A solução foi recomeçar do zero. Recomeçar é o melhor que fazemos quando alguma coisa não está bem e foi o que fiz. Comecei por pensar se seria realmente uma boa opção mudar de escritório para estagiar, comecei a abordar o assunto em casa com a minha família e o L. saber se tinha o apoio deles caso alguma coisa não corresse como o esperado e se seria uma boa opção deixar de trabalhar onde estava. A verdade é que não precisei de muito tempo para perceber que era a melhor opção, as circunstâncias ditaram-no sem precisar de muito e sem precisar fazer nada. E como já disse por aqui, sem esperar, tive sempre o apoio daqueles que gostam de mim. Foi uma chapada de luva branca e nos dias que decorreram à mudança de escritório, caí muitas vezes em mim e pensei inúmeras vezes na forma como a minha mãe e o L. me ajudaram, principalmente a minha mãe.

 

Recomeçar foi o melhor que fiz. Mudei de escritório, deixei de trabalhar naquele sítio. Foi um alívio porque já não conseguia. Ir diariamente para um sitío sem vontade nenhuma é completamente desgastante e exaustivo e era o que estava a contecer. Saber que tinha de ver aquelas pessoas, estar com elas todo o dia, almoçar com elas e fingir que adorava estava a matar-me lentamente. Mantive os amigos, mantive as relações, afastei-me das pessoas que não me traziam coisas boas. Ás vezes é preciso.

 

E depois dessas mudanças pensei que havia muito mais a mudar.
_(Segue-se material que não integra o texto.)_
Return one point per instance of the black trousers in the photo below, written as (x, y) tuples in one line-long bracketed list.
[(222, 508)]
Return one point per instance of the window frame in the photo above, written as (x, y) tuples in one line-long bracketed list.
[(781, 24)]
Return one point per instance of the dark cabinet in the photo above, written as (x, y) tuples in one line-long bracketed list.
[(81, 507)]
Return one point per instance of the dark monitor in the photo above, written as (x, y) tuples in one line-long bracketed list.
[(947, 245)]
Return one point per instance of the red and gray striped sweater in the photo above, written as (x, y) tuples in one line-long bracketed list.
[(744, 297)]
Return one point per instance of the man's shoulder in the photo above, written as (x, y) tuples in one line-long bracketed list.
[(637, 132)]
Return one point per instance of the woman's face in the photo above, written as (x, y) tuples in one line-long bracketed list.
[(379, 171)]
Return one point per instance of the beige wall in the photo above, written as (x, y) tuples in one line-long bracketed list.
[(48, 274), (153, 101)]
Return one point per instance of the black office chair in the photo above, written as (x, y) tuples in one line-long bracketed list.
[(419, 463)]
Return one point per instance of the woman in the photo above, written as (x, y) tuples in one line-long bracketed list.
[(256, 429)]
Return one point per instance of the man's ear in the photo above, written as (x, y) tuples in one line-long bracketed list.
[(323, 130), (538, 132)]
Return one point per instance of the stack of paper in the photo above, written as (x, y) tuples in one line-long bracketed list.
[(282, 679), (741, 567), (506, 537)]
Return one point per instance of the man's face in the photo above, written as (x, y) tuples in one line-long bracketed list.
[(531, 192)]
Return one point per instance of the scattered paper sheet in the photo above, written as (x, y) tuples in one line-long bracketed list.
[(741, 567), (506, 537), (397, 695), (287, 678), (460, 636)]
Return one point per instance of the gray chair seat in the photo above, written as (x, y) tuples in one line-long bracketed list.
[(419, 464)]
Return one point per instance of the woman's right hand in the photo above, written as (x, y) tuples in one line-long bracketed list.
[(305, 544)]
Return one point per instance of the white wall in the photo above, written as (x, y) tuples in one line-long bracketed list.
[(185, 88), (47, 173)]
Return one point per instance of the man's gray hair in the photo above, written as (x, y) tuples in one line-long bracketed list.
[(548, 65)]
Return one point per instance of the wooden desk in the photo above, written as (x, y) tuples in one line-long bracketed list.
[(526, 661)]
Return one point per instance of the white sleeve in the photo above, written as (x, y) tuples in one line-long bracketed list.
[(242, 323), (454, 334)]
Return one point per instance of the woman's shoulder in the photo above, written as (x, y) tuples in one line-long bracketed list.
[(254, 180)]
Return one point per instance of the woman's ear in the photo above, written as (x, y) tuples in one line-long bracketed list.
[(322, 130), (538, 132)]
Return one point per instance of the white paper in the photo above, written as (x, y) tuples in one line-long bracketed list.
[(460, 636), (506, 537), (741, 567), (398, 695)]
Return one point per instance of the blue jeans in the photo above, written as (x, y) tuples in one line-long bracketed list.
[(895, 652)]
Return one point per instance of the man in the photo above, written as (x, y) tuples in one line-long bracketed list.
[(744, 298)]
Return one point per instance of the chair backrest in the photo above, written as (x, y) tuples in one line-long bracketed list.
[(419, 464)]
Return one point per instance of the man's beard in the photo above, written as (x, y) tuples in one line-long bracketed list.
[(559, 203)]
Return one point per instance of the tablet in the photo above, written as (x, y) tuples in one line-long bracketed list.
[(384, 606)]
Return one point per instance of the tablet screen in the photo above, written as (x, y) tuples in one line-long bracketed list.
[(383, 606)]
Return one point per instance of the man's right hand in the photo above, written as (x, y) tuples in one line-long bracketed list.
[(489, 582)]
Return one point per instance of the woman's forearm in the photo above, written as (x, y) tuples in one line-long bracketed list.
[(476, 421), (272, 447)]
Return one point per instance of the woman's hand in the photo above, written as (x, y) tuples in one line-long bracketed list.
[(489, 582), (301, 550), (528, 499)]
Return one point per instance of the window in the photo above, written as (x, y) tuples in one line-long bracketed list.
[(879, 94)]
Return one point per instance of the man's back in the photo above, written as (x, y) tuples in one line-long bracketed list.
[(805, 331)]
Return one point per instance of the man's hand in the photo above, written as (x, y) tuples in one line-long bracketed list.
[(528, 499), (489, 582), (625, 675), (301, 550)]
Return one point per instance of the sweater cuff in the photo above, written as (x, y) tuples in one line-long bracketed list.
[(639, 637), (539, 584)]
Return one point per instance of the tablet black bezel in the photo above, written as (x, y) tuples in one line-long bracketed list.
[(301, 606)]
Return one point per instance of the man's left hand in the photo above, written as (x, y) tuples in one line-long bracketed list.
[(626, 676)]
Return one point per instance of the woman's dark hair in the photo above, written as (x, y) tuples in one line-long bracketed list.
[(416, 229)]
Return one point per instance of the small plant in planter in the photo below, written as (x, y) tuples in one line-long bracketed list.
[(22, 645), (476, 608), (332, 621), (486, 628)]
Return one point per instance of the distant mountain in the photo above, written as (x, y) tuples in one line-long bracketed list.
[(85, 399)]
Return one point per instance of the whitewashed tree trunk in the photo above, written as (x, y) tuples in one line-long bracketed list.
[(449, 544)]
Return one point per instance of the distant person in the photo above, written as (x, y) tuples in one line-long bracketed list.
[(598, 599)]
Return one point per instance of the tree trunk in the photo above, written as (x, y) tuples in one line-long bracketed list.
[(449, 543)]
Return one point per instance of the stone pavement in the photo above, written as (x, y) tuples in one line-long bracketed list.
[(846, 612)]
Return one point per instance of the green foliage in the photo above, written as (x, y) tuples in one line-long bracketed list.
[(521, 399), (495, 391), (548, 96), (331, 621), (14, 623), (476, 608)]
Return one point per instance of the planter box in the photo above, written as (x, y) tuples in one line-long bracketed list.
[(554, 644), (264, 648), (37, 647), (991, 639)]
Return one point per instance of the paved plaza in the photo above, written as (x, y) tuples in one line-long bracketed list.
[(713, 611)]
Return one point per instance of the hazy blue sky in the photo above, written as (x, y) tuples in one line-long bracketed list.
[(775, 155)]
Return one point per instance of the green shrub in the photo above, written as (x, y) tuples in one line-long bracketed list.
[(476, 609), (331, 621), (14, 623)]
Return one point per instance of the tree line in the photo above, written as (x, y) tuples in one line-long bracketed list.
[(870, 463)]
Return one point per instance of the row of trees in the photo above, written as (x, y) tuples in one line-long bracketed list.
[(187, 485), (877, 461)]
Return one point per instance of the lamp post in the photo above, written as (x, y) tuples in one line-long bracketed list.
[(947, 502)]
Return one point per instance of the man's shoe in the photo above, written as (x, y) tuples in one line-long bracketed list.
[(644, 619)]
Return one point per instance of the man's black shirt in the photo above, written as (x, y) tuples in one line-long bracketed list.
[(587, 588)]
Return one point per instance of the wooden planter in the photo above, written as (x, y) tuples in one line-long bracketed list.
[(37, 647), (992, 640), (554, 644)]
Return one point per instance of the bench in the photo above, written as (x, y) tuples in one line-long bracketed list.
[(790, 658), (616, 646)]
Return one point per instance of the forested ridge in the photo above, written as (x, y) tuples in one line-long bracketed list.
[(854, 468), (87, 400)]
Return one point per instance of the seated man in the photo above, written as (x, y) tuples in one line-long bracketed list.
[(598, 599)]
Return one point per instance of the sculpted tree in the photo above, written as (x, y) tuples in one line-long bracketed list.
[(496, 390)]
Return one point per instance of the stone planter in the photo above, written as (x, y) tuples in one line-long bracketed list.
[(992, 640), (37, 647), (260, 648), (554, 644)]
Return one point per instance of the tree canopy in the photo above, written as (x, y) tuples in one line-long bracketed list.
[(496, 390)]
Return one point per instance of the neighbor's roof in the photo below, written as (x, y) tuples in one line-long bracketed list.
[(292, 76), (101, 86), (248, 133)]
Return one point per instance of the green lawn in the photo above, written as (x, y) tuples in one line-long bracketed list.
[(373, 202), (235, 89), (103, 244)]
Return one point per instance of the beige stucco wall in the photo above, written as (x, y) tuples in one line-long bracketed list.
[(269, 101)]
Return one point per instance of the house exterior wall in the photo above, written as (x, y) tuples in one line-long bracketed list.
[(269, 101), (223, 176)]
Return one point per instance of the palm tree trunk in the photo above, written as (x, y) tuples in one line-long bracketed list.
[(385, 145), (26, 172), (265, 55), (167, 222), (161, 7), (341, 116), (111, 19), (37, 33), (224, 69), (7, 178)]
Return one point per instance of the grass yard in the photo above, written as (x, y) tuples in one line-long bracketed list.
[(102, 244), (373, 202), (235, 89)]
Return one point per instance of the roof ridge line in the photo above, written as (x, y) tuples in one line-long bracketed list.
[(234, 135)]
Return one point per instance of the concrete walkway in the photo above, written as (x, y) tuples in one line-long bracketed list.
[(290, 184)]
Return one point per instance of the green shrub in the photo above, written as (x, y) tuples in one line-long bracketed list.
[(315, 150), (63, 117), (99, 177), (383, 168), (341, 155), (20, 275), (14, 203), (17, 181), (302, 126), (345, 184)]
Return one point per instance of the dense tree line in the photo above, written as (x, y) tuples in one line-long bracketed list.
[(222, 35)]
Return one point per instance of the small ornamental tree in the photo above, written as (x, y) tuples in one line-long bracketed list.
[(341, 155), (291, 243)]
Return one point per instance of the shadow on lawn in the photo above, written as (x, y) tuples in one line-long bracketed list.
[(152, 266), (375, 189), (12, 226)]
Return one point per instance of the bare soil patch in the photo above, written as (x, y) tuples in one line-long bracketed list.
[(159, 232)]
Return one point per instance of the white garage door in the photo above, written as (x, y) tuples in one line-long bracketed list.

Não era só a nível material que precisava mudar, o grande problema não estava aí, o maior problema estava mesmo na forma como estava a encarar a vida. E este ano é sinónimo de aprender, de mudar interiormente, de encarar a vida de outra maneira. Sempre fui otimista, com muito pensamento positivo, e sempre encarei os meus dias com um sorriso. Decidi então que tinha chegado a altura de destralhar tudo o que tinha a mais na minha vida. Destralhar não só o físico, o quarto, os livros, as recordações, os papéis, as caixas, mas destralhar a minha vida toda. Além disso, decidi que precisava mudar as prioridades na minha vida, e mudei. Sempre que me apercebo disso sinto-me feliz, porque há uns meses atrás tinha tudo virado ao contrário. E o mais importante, sinto-me realmente bem com isso.

 

Tem sido um caminho não muito fácil, mas prazeroso. Quando olho para o meu quarto sinto realmente orgulho de estar a conseguir aos pouquinhos a minha sanidade mental, e quando olho para aquilo que faço diariamente não podia estar mais satisfeita. Depois penso nas pessoas que tenho e que ganhei ao longo da vida, não são muitos, são mesmo poucos até, mas não queria mais, nem peço mais. E só posso estar orgulhosa disso, do que ganhei e consegui até aqui. Em tudo o que é mau temos de aprender a ver o lado bom, nem sempre é fácil.

 

A grande lição destes meses, e depois de a pior fase já ter passado, foi que não podemos arrastar aquilo que é mau, se não estamos bem temos que mudar, se possível claro e se nos for permitido. Não me possa acomodar a uma rotina que não é a minha, onde não me sinto bem, com a qual não me identifico. Temos quase sempre a tecla de recomeçar. Ás vezes é assustador, outras é mesmo necessário e repentino, mas quando acontece é o melhor.